Retraining using MobileNet models
The stripped and quantized model generated in the previous section is still over 20 MB in size. This is because the pre-built Inception v3 model used for retraining is a large-scale deep learning model, with over 25 million parameters, and Inception v3 was not created with a mobile-first goal.
In June 2017, Google released MobileNets v1, a total of 16 mobile-first deep learning models for TensorFlow. These models are only a few MB in size, with 0.47 million to 4.24 million parameters, still achieving decent accuracy (just a bit lower than Inception v3). See its README for more information: https://github.com/tensorflow/models/blob/master/research/slim/nets/mobilenet_v1.md.

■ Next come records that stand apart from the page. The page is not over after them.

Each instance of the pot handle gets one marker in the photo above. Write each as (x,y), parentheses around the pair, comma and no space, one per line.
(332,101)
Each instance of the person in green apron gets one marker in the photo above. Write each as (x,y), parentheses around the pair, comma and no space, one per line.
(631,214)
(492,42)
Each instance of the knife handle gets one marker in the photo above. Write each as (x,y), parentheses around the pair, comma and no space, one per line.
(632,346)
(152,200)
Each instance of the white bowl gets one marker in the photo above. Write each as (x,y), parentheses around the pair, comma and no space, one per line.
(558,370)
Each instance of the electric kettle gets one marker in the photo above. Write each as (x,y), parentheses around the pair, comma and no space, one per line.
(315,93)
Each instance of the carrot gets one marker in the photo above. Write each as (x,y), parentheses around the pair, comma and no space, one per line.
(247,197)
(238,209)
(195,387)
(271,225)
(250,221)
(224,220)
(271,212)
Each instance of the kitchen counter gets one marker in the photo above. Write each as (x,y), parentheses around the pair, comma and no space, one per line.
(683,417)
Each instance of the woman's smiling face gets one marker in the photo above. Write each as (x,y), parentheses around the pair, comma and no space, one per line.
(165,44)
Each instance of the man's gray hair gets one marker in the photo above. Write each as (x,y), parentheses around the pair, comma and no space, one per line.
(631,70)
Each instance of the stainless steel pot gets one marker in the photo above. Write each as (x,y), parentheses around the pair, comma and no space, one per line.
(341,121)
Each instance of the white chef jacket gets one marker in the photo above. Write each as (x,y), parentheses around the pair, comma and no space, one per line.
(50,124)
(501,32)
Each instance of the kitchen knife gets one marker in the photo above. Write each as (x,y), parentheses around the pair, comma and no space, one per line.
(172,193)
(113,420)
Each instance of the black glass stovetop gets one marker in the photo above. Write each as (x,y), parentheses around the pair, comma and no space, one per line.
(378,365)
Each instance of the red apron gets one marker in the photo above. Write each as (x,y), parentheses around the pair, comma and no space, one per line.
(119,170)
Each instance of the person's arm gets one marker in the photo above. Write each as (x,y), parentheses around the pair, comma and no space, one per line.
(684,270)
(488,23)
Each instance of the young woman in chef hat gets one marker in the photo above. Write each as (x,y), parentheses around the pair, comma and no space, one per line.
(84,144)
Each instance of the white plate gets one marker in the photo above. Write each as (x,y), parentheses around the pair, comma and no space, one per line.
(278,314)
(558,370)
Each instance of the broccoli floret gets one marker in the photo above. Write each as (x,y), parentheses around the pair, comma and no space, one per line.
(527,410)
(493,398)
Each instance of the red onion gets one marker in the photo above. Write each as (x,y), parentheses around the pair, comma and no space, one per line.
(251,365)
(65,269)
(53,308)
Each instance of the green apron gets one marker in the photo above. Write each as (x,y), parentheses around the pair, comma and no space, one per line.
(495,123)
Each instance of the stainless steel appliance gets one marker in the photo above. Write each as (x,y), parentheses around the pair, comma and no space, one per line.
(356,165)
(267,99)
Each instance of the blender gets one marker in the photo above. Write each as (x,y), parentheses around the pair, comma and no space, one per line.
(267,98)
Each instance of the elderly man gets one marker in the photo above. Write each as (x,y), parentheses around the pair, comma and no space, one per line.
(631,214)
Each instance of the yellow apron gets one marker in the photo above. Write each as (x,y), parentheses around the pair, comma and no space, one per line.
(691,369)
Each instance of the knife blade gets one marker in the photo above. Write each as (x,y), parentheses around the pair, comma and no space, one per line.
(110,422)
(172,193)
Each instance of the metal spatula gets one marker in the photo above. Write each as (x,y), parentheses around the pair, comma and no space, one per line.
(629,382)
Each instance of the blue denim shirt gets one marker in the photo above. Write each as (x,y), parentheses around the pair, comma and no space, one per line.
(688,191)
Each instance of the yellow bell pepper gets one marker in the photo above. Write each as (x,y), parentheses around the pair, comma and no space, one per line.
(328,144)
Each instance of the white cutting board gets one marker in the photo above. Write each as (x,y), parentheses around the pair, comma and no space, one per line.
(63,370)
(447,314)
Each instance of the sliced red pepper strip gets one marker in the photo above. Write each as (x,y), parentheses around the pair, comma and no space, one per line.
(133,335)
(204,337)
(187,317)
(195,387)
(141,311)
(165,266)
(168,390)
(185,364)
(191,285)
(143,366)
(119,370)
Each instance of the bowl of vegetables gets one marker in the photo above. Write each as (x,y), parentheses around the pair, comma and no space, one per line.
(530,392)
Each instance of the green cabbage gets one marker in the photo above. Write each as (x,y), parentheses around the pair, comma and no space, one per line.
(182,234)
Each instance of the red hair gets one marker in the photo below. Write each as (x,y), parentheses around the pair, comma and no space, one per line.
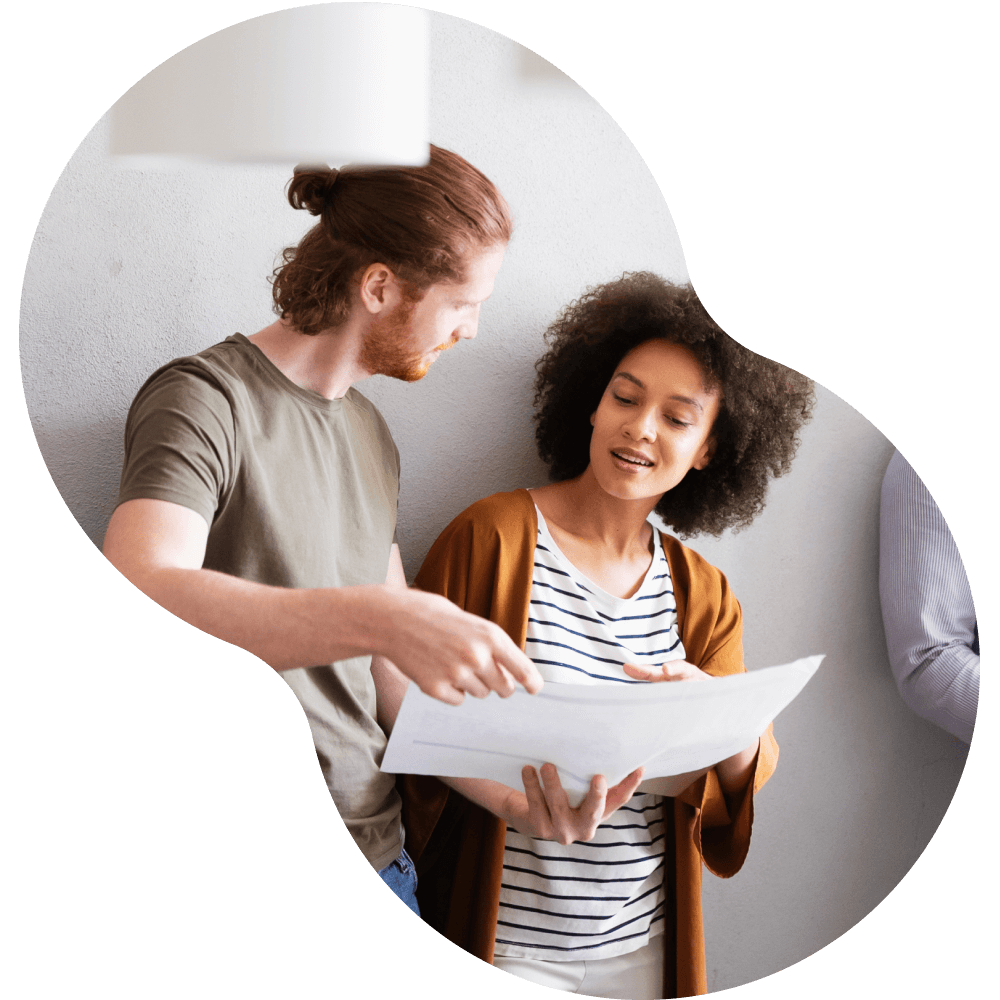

The retrain.py script discussed in the previous section also supports retraining based on MobileNet models. Simply run a command like the following:
python tensorflow/examples/image_retraining/retrain.py --output_graph=/tf_files/dog_retrained_mobilenet10_224.pb --output_labels=/tf_files/dog_retrained_labels_mobilenet.txt --image_dir ~/Downloads/Images --bottleneck_dir=/tf_files/dogs_bottleneck_mobilenet --architecture mobilenet_1.0_224
The generated label file dog_retrained_labels_mobilenet.txt actually is the same as the label file generated during retraining using the Inception v3 model. The --architecture parameter specifies one of the 16 MobileNet models, and the value mobilenet_1.0_224 means using the model with 1.0 as the parameter size (the other three possible values are 0.75, 0.50, and 0.25 – 1.0 for most parameters and accurate but largest size, 0.25 the opposite) and 224 as the image input size (the other three values are 192, 160, and 128). If you add _quantized to the end of the—architecture value, that is --architecture mobilenet_1.0_224_quantized, the model will also be quantized, resulting in the retrained model size of about 5.1 MB. The non-quantized model has a size of about 17 MB.
You can test the model generated previously with label_image as follows:
bazel-bin/tensorflow/examples/label_image/label_image --graph=/tf_files/dog_retrained_mobilenet10_224.pb --image=/tmp/lab1.jpg --input_layer=input --output_layer=final_result --labels=/tf_files/dog_retrained_labels_mobilenet.txt --input_height=224 --input_width=224 --input_mean=128 --input_std=128 n02099712 labrador retriever (41): 0.824675 n02099601 golden retriever (64): 0.144245 n02104029 kuvasz (76): 0.0103533 n02087394 rhodesian ridgeback (105): 0.00528782 n02090379 redbone (32): 0.0035457
Notice that when running label_image, the input_layer is named as input. We can find this name using the interactive iPython code or the summarize graph tool seen earlier:
bazel-bin/tensorflow/tools/graph_transforms/summarize_graph --in_graph=/tf_files/dog_retrained_mobilenet10_224.pb Found 1 possible inputs: (name=input, type=float(1), shape=[1,224,224,3]) No variables spotted. Found 1 possible outputs: (name=final_result, op=Softmax) Found 4348281 (4.35M) const parameters, 0 (0) variable parameters, and 0 control_edges Op types used: 92 Const, 28 Add, 27 Relu6, 15 Conv2D, 13 Mul, 13 DepthwiseConv2dNative, 10 Dequantize, 3 Identity, 1 MatMul, 1 BiasAdd, 1 Placeholder, 1 PlaceholderWithDefault, 1 AvgPool, 1 Reshape, 1 Softmax, 1 Squeeze
So, when should we use an Inception v3 or MobileNet retrained model on mobile devices? In cases where you want to achieve the highest possible accuracy, you should and can use the retrained model based on Inception v3. If speed is your top consideration, you should consider using a MobileNet retrained model with the smallest parameter size and image input size, in exchange for some accuracy loss.
One tool to give you an accurate benchmark of a model is benchmark_model. First, build it as follows:
bazel build -c opt tensorflow/tools/benchmark:benchmark_model
Then, run it against the Inception v3 or MobileNet v1-based retrain model:
bazel-bin/tensorflow/tools/benchmark/benchmark_model --graph=/tf_files/quantized_stripped_dogs_retrained.pb --input_layer="Mul" --input_layer_shape="1,299,299,3" --input_layer_type="float" --output_layer="final_result" --show_run_order=false --show_time=false --show_memory=false --show_summary=true
You'll get a pretty long output and at the end there's a line like FLOPs estimate: 11.42 B, meaning it'd take the Inception v3-based retrained model about 11 B FLOPS (floating point operations) to make an inference. An iPhone 6 runs about 2 B FLOPS so it'd take about 5–6 seconds on an iPhone 6 to run the model. Other modern smartphones can run 10 B FLOPS.
By replacing the graph file with the MobileNet model-based retrained model dog_retrained_mobilenet10_224.pb and rerunning the benchmark tool, you'll see the FLOPS estimate becomes about 1.14 B, which is about 10 times faster.